BlackRock-Backed Renewable Energy Invests in U.K. Green Ventures
Renewable Energy Generation Ltd. (WIND), a developer of low-carbon assets that’s backed by BlackRock Inc. (BLK), may invest 300 million pounds ($478 million) in onshore wind, solar and bio-energy projects over the next three to four years.
The company is waiting for planning consent on about 140 megawatts of onshore wind sites and it plans to file applications for another 100 megawatts, Andrew Whalley, chief executive officer of Guildford, Surrey-based REG, said today by phone. It’s also building a solar plant and a bio-energy facility that converts used cooking oil into electricity.
REG aims to exploit demand for renewables in Britain as the country seeks to get 15 percent of its energy from clean sources by 2020 from about 9.4 percent now. BlackRock in January bought wind farms from REG and agreed on a five-year partnership that allows it to buy more plants from the developer.
“We have a colossal amount of investment to do over the next three years and it will be funded by recycling some of the investment through our relationship with BlackRock, partly by debt and partly by other means,” said David Crockford, finance director.
Outside of its agreement with BlackRock the company has seen “quite a big appetite” for operating wind projects that may see prices go up, as there are more buyers than assets, Whalley said. In addition, there has been a change in the type of buyer as more pension funds and institutional investors enter the market, he said.

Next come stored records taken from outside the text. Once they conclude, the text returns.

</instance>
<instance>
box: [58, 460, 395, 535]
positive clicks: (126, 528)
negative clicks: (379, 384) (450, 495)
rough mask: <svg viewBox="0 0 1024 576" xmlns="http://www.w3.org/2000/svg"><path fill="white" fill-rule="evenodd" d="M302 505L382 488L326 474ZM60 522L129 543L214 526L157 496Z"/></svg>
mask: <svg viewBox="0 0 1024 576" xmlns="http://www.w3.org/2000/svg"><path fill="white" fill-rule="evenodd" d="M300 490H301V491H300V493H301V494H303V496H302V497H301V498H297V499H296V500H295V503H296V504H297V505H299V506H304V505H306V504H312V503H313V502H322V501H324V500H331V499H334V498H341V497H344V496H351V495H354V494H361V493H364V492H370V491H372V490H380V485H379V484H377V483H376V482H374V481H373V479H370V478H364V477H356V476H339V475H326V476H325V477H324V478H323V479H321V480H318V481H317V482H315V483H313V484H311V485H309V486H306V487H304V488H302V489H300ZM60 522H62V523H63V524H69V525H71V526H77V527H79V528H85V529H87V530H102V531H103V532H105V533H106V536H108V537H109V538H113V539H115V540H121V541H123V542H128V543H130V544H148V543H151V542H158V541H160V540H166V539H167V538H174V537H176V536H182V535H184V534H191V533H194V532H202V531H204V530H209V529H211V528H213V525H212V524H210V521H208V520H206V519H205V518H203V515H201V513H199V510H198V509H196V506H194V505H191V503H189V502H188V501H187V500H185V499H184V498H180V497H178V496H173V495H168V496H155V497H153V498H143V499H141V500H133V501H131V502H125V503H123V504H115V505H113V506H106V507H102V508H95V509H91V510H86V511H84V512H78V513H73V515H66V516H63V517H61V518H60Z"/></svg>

REG expects to reach financial close on two wind farms totaling 18 megawatts by year-end. The projects already have planning approval and they should start working by the middle of next year. The two plants will cost about 20 million pounds.
The company has been in talks with German and Dutch banks as well as some Scandinavian banks for the debt. They typically lend for 10 to 15 years and are “used to” infrastructure finance, Crockford said. They’re looking to increase activity in the U.K. renewables market as British banks struggle to offer infrastructure-style debt, he said.